---
title: "[RSAT](RSAT_home.cgi) - matrix-clustering manual"
output:
  html_document:
    toc: yes
    toc_depth: 3
  pdf_document:
    toc: yes
    toc_depth: 3
css: course.css
---

### NAME NAME

matrix-clustering

## VERSION

$program\_version

## DESCRIPTION

This program take as input a set of position-specific scoring matrices (PSSMs) and computes a hierarchical clustering of
these motifs in order to identify groups of similarities and align the motifs of the same cluster. 
The clusters are represented as a group of trees (forest), the alignments are made for the consensus sequences and for the logos. 

## DEPENDENCIES

Various R packages are required in _matrix-clustering_ in order to convert the 
hierarchical tree into different output formats, to manipulate the
dendrogram which is exported, and to produce heatmaps.

    RJSONIO : http://cran.r-project.org/web/packages/RJSONIO/index.html
    ctc : http://www.bioconductor.org/packages/release/bioc/html/ctc.html
    dendextend : http://cran.r-project.org/web/packages/dendextend/index.html
    Rclusterpp: http://cran.r-project.org/web/packages/Rclusterpp/index.html
    gplots : http://cran.r-project.org/web/packages/gplots/index.html
    
For visualize the logo forest it is required the JavaScript _D3_ 
(Data Driven Documents) library, the user can select an option to connect
 directly with the server to load the functions of this library (see option _-d3\_base_). 

    D3 : http://d3js.org/
    
As many files are produced with _matrix-clustering_ we created a dynamic website showing 
the complete list of results. We use the Javascript library _JQuery_ to create this dynamic website.

  JQuery: https://jquery.com/
    
## AUTHORS

### Implementation

- Jacques van Helden <Jacques.van-Helden@univ-amu.fr>
- Jaime Castro <jcastro@lcg.unam.mx>

### Conception

- Jacques van Helden

    The following collaborator contributed to the definition of
    requirements for this program.

- Carl Herrmann
- Denis Thieffry
- Morgane Thomas-Chollier

## CATEGORY

util

## USAGE

matrix-clustering \[-i inputfile\] \[-o outputfile\] \[-v \] \[...\]

## OUTPUT FORMAT

## SEE ALSO

- _compare-matrices_

    The program _compare-matrices_ is used by _matrix-clustering_ to
    measure pairwise similarities and define the best alignment (offset,
    strand) between each pair of matrices.

## OPTIONS

- **-v #**

    Level of verbosity (detail in the warning messages during execution)

- **-h**

    Display full help message

- **-help**

    Same as -h

- **-i input matrix file**

    The input file contains a set of position-specific scoring
    matrices.

- **-matrix\_format matrix\_format**

    Specify the input matrix format.

    **Supported matrix formats**

    Since the program takes several matrices as input, it accepts
    matrices in formats supporting several matrices per file (transfac,
    tf, tab, clusterbuster, cb, infogibbs, meme, stamp, uniprobe).

    For a description of these formats, see the help of _convert-matrix_.

- **-title graph\_title**

    Title displayed on top of the report page.

- **-display\_title**

    If it is selected. The title is displayed in the trees and in the result table.
    This is ideal when the user wants to compare motifs from different sources (files).

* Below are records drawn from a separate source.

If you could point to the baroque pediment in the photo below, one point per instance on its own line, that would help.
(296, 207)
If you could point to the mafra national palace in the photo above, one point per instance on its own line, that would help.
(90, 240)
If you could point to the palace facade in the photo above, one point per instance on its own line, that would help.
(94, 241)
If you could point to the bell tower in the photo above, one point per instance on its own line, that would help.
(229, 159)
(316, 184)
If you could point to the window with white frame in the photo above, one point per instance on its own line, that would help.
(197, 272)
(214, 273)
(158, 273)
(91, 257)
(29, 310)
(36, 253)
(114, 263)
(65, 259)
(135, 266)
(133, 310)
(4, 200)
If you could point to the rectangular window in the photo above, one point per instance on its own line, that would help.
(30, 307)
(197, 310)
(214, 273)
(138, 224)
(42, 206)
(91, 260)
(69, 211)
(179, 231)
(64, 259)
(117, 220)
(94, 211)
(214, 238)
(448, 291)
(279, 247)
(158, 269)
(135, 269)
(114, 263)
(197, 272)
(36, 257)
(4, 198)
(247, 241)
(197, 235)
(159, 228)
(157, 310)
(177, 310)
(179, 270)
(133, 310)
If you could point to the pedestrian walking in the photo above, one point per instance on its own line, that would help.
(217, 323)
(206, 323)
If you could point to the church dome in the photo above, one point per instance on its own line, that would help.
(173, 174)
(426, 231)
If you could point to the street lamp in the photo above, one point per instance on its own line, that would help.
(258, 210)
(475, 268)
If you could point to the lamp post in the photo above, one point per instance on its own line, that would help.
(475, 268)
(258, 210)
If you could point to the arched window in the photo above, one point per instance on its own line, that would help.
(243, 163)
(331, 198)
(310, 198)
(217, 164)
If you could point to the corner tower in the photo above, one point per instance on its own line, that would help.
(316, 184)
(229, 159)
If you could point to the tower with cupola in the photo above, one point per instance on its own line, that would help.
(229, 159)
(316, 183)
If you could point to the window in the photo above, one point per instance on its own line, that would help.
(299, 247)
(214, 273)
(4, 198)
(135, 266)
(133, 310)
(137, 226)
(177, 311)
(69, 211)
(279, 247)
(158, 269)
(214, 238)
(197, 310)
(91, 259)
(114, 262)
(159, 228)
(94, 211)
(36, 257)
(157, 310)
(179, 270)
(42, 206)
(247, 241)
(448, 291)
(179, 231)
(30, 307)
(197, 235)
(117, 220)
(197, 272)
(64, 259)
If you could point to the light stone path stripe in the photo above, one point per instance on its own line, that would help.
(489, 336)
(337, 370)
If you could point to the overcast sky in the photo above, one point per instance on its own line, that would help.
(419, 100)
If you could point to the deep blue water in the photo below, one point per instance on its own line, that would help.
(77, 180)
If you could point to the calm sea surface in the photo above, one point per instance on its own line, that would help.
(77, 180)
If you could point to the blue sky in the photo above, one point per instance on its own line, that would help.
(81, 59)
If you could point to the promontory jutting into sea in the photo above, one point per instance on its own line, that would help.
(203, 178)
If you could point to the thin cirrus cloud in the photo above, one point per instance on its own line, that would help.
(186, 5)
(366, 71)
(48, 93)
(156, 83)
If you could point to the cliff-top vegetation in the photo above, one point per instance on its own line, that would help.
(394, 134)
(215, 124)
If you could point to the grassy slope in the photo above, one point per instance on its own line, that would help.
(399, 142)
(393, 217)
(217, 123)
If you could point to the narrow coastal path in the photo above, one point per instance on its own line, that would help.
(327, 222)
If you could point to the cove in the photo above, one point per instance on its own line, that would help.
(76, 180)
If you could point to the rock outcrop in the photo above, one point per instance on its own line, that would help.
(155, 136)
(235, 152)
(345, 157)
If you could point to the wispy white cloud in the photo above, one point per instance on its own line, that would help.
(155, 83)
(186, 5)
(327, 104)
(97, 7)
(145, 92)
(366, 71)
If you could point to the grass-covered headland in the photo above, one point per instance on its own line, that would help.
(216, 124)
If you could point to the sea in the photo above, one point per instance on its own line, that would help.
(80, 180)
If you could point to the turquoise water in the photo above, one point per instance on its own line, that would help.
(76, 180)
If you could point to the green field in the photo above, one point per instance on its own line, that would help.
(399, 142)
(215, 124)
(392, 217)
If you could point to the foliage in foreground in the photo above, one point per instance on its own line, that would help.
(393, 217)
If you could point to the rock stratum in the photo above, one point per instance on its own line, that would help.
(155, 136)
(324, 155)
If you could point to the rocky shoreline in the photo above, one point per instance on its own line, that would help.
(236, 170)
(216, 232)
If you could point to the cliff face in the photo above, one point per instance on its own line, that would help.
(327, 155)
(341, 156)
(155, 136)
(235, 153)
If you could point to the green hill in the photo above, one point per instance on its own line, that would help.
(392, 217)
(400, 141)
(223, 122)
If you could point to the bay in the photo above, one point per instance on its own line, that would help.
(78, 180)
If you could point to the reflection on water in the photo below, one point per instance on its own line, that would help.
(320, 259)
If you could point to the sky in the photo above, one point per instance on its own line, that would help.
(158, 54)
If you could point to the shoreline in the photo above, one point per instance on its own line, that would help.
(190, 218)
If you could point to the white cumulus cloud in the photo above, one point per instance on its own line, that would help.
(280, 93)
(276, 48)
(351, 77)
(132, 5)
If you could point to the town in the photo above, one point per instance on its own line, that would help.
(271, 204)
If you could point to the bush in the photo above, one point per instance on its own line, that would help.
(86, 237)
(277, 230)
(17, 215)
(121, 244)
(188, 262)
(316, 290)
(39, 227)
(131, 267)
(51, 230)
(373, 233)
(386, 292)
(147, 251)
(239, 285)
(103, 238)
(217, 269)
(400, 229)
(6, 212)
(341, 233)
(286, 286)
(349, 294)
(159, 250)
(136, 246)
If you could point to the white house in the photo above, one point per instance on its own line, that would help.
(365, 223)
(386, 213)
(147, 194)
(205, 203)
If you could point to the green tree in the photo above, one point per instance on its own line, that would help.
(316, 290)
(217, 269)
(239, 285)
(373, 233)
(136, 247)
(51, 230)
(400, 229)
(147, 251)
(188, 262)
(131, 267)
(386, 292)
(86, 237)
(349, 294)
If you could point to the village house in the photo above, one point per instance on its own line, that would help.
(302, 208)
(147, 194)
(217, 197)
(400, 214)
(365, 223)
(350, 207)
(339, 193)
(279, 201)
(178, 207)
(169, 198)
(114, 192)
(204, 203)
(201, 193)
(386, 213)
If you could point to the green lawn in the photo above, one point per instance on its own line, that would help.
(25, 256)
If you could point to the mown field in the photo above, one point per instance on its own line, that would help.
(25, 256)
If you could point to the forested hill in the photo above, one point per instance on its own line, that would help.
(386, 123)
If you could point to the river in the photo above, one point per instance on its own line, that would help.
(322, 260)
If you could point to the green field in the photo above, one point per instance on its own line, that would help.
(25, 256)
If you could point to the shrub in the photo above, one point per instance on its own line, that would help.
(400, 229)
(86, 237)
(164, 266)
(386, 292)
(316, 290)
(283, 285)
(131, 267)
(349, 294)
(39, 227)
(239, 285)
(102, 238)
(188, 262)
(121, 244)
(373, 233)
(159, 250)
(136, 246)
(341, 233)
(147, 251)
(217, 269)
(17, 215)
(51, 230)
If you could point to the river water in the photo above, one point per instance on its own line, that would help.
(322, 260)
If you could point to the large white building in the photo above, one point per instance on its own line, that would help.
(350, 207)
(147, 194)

- **-root\_matrices\_only**

    When this option is selected. _matrix-clustering_ returns a file with the 
    motifs at the root of each cluster. This save time and memory consumption because
    the branch-motifs, heatmaps, and trees are not exported.

- **-o output\_prefix**

    Prefix for the output files.

    Mandatory option: since the program _matrix-clustering_ returns a
    list of output files (pairwise matrix comparisons, matrix clusters).

- **-heatmap**

    Export a heatmap showing the distances between all the input motifs.


- **-quick**

    With this option the motif comparison step is done with  the program _compare-matrices-quick_ 
    (implemented in C) rather than the classic version compare-matrices (implemented in Perl).
    The quick version runs x100 times faster, but has not all implemented options as in the Perl version.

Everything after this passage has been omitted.